I haven't had a tooth out for a very long time but do remember it's just not pleasant so can't imagine your long ordeal! Hopefully it won't be long before it's all taken care of and you're smiling again with teeth which will cause you no more problems. It's nice to see you back here, and I hope it's some company and comfort as you go through all this.
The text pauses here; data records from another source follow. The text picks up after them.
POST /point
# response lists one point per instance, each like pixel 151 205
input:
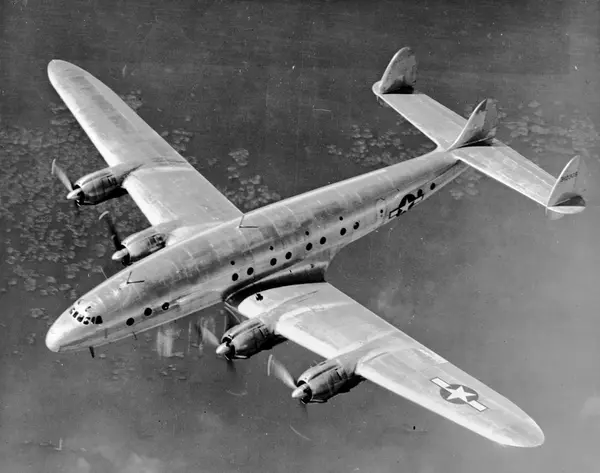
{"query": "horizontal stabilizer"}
pixel 505 165
pixel 565 197
pixel 481 126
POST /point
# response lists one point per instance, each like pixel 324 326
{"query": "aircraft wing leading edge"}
pixel 473 141
pixel 164 186
pixel 325 320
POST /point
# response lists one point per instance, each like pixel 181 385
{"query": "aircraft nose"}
pixel 59 333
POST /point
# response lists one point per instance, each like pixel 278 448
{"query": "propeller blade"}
pixel 206 335
pixel 62 176
pixel 231 319
pixel 276 369
pixel 112 231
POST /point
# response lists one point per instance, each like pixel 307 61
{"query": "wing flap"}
pixel 448 391
pixel 328 322
pixel 165 187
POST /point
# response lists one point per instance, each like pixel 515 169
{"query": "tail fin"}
pixel 565 197
pixel 480 128
pixel 401 74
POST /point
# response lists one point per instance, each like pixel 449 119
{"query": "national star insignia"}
pixel 459 394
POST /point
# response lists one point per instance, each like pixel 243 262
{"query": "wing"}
pixel 328 322
pixel 165 187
Please do try to take extra wonderful care of yourself where you can, and I'll be thinking of you.

Anni
 
I can't handle all this stress. I have nowhere to live in about a week, my mom says I can't stay longer. My brother has other places to live but she's going to let him stay there. I'm not going to have anything left. It doesn't matter what I do anymore. By the time they are finishing my dental work ill be in a shelter. How are you supposed to feel like anybody cares if nobody even cares if you have a place to sleep? It doesn't seem to matter how hard I try. What the hell am I supposed to do?
 
That sounds more than awful. Is there any possible chance she'll see that you'd be nowhere, and at least let you stay there until there really is somewhere you can be, Robin? Is there any friend who might be able to find a couch for the moment, or spare room until you heal properly and are on your feet? It's tough to feel as if anyone cares, I know, when in the midst of things which hurt so much from family, of all people on the planet but you do matter very much. I know it doesn't feel that way because of other's actions but that's their genuine problem. They've caused very real problems for you, however. I'm so sorry. I've seen your compassion for another human being, and hope this can come back somehow to bring you a solution to a horrible worry.